Analogously, the previously found poor performance of the MIN strategy turns strong when the unfavorably mispriced winners and losers are excluded from the sample, as done in specification (1). The strategy then yields significantly positive momentum profits in the first year and exhibits no significant return reversals in the subsequent years. In contrast, when the favorably mispriced winners and losers are discarded in specification (2), the MIN strategy reveals its weak performance with strong return reversals in the second and third year.

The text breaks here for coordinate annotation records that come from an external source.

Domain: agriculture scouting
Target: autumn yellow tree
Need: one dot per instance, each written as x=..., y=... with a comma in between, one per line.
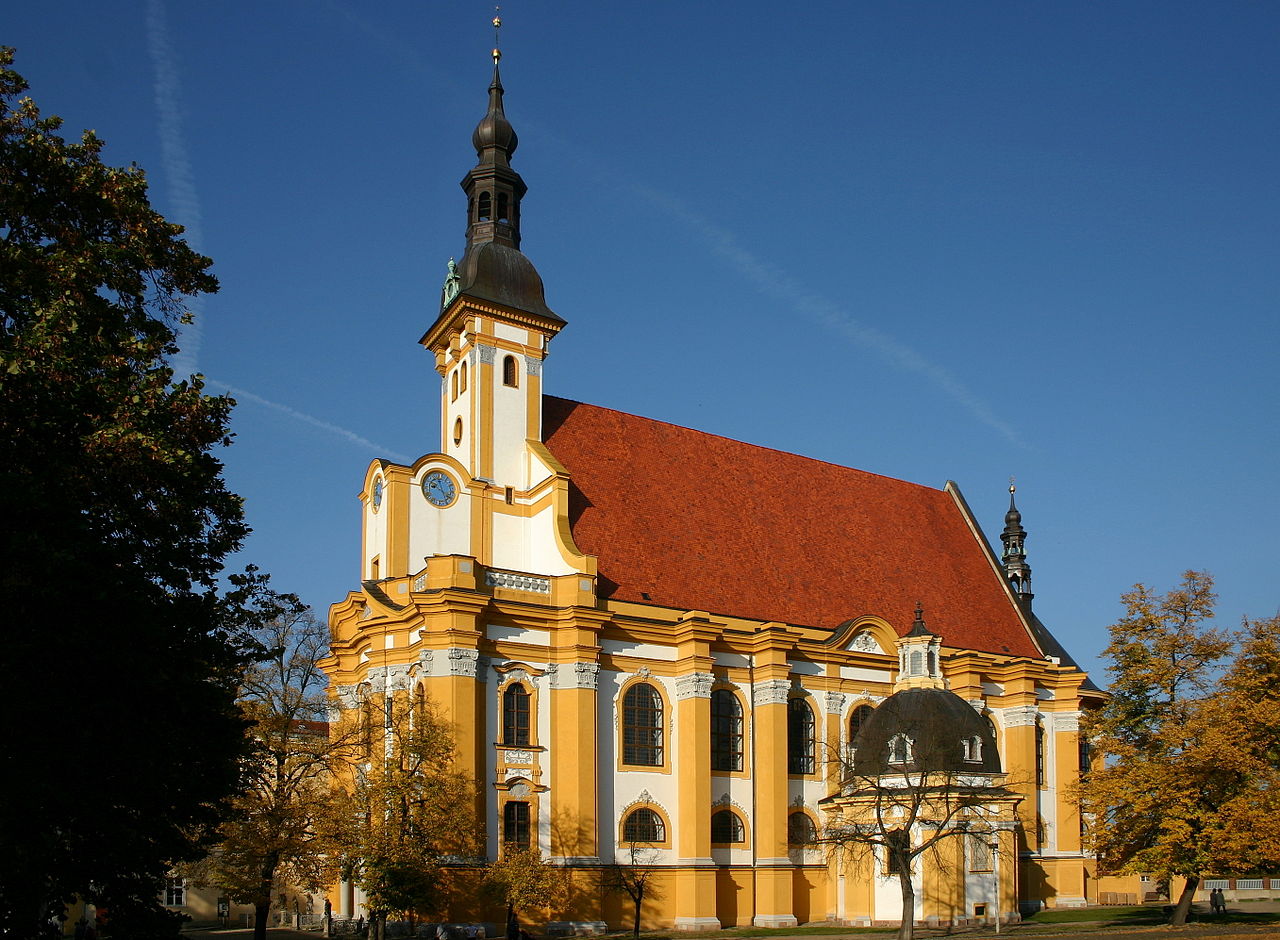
x=1157, y=801
x=394, y=822
x=522, y=880
x=1243, y=720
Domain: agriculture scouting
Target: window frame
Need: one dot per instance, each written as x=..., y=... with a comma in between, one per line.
x=629, y=743
x=658, y=818
x=510, y=808
x=517, y=703
x=803, y=760
x=727, y=733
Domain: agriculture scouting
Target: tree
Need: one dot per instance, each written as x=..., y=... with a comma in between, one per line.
x=117, y=523
x=1244, y=722
x=897, y=808
x=1156, y=798
x=522, y=880
x=634, y=877
x=272, y=835
x=394, y=821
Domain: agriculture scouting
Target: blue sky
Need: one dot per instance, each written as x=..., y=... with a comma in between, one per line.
x=928, y=240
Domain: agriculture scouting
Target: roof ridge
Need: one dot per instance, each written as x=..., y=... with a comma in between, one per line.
x=748, y=443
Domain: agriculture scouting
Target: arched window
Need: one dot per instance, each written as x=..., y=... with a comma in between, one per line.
x=515, y=824
x=899, y=850
x=856, y=720
x=727, y=829
x=800, y=737
x=515, y=716
x=800, y=829
x=726, y=731
x=641, y=726
x=900, y=749
x=643, y=826
x=1040, y=753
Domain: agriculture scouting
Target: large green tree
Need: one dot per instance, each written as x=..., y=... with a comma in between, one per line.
x=120, y=653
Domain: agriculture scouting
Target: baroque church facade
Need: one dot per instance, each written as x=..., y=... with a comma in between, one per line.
x=638, y=646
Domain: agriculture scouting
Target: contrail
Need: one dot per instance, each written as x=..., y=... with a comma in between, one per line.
x=183, y=200
x=309, y=419
x=772, y=282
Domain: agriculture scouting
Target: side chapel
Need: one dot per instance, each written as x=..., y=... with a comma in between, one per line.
x=638, y=644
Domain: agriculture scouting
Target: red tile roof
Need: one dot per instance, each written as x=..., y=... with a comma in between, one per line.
x=690, y=520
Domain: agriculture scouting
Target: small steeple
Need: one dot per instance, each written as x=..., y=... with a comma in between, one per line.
x=1018, y=573
x=493, y=268
x=493, y=188
x=919, y=657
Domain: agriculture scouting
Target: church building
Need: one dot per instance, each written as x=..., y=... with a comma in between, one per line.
x=652, y=635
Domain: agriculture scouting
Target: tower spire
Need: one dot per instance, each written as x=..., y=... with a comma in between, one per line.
x=1018, y=573
x=493, y=268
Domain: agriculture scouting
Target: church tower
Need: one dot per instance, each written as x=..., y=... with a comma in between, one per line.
x=1018, y=573
x=492, y=334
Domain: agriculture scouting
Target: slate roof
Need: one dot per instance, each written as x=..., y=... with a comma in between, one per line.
x=685, y=519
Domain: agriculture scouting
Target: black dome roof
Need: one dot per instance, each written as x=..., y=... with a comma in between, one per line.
x=936, y=722
x=499, y=273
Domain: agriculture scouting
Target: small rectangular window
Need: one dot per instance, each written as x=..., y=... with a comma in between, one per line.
x=979, y=853
x=176, y=893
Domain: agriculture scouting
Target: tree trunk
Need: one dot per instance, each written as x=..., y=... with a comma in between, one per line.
x=1184, y=902
x=263, y=906
x=906, y=930
x=261, y=913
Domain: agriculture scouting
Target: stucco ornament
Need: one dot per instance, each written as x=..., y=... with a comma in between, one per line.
x=771, y=692
x=694, y=685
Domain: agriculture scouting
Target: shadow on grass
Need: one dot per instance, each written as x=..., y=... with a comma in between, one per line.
x=1146, y=915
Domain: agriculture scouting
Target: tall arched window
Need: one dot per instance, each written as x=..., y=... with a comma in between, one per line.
x=641, y=726
x=1040, y=753
x=515, y=824
x=515, y=716
x=726, y=731
x=727, y=829
x=643, y=826
x=856, y=720
x=897, y=852
x=800, y=737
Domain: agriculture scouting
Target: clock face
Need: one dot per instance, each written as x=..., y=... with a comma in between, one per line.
x=439, y=488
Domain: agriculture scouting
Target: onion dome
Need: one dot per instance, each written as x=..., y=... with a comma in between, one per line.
x=494, y=132
x=924, y=731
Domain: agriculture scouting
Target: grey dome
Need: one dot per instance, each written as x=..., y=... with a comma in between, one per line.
x=937, y=724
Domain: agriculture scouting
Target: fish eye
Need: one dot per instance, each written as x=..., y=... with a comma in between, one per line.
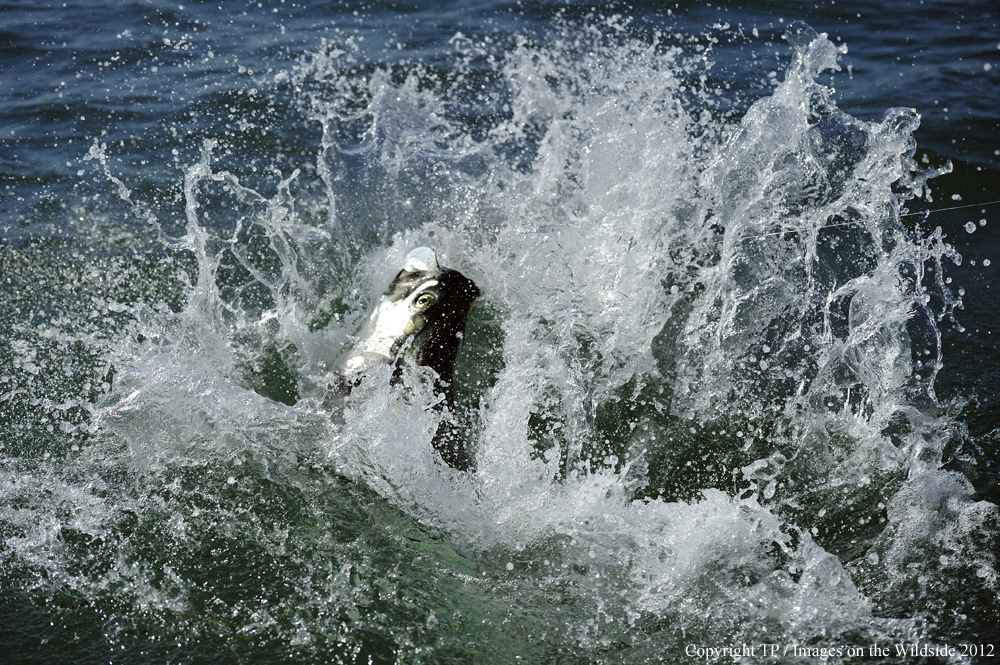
x=425, y=300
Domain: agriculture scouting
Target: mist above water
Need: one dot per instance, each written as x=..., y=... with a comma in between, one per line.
x=699, y=386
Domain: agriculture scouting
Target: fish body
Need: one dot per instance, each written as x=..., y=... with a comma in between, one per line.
x=420, y=320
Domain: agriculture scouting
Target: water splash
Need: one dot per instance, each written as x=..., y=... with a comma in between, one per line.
x=700, y=385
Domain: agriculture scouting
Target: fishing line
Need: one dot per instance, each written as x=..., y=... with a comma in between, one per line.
x=970, y=205
x=925, y=213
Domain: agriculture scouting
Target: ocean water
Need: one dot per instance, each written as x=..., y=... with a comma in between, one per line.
x=732, y=387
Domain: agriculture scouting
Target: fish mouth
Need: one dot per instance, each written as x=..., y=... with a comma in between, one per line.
x=426, y=304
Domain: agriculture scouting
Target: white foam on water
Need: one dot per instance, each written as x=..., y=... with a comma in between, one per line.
x=758, y=274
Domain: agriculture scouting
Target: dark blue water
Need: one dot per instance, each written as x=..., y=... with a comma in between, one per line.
x=732, y=379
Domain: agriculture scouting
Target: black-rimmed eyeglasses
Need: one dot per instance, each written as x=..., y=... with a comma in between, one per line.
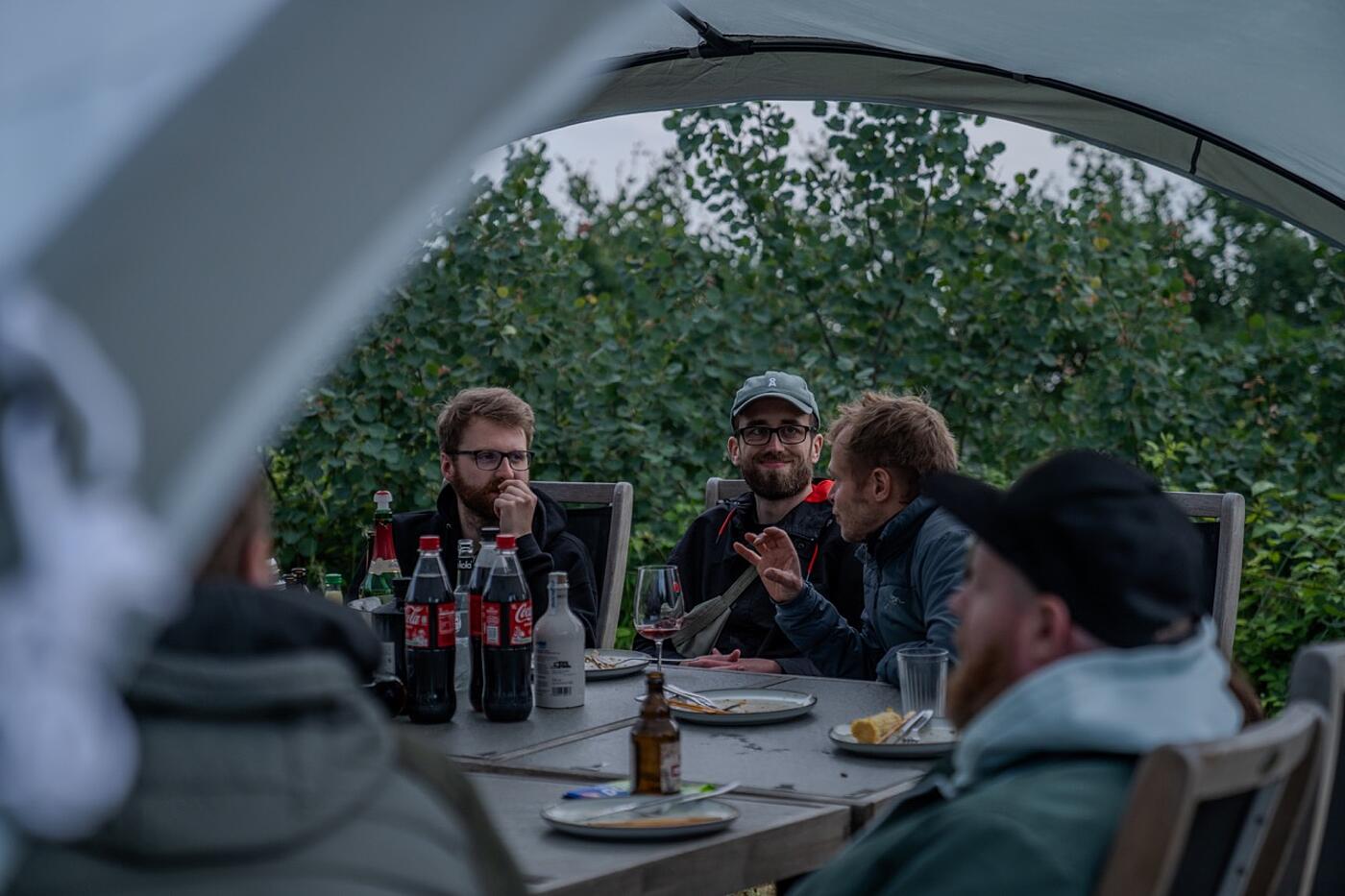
x=789, y=435
x=491, y=459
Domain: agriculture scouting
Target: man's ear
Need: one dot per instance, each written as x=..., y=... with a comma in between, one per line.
x=880, y=483
x=1049, y=630
x=816, y=455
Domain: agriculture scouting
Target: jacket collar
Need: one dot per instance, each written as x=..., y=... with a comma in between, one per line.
x=894, y=536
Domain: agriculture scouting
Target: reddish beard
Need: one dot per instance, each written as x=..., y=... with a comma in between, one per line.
x=775, y=485
x=977, y=682
x=480, y=500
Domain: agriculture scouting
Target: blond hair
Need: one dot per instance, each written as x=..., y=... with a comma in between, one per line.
x=491, y=402
x=897, y=432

Taken together, the results in this section strongly support hypothesis H3. The realization of the superior performance on the MAX strategy and the occurrence of the inferior performance on the MIN strategy is strongly dependent on cross-sectional mispricing. The varying performance of the MAX and MIN strategies among favorably mispriced and unfavorably mispriced winners and losers furthermore suggests that firm size and book-to-market may rather be proxies for cross-sectional mispricing than risk-based expected return characteristics.

Conclusion

In this paper, we test the US findings of Conrad and Yavuz (2017) that stocks with momentum can be ex ante separated from those that exhibit reversal by taking into account characteristics like firm size and book-to-market in the selection of winners and losers. We provide strongly supportive out-of-sample evidence on the previous US findings in the broad cross section of international firms drawn from 20 developed non-US equity markets over the sample period from 1990 to 2017.

A strategy that buys small value winners and sells large growth losers, denoted the MAX strategy, generates significantly larger momentum profits than a standard momentum strategy, is robust to common return controls, and does not suffer from return reversals for holding periods up to 3 years. In contrast, a strategy that buys large growth winners and sells small value losers, denoted the MIN strategy, produces no significant momentum profits but significant return reversals over holding periods beyond 1 year. Consistent with the view that firm size and book-to-market can also be interpreted as measures of mispricing, the significantly different return behavior of the MIN and MAX strategies is attributable to a rather systematic exploitation of cross-sectional mispricing among momentum stocks. The superior performance of the MAX strategy is driven by undervalued winners and overvalued losers, while the inferior performance of the MIN strategy is driven by the fact that the strategy’s underlying stock selection procedure picks overvalued winners and undervalued losers.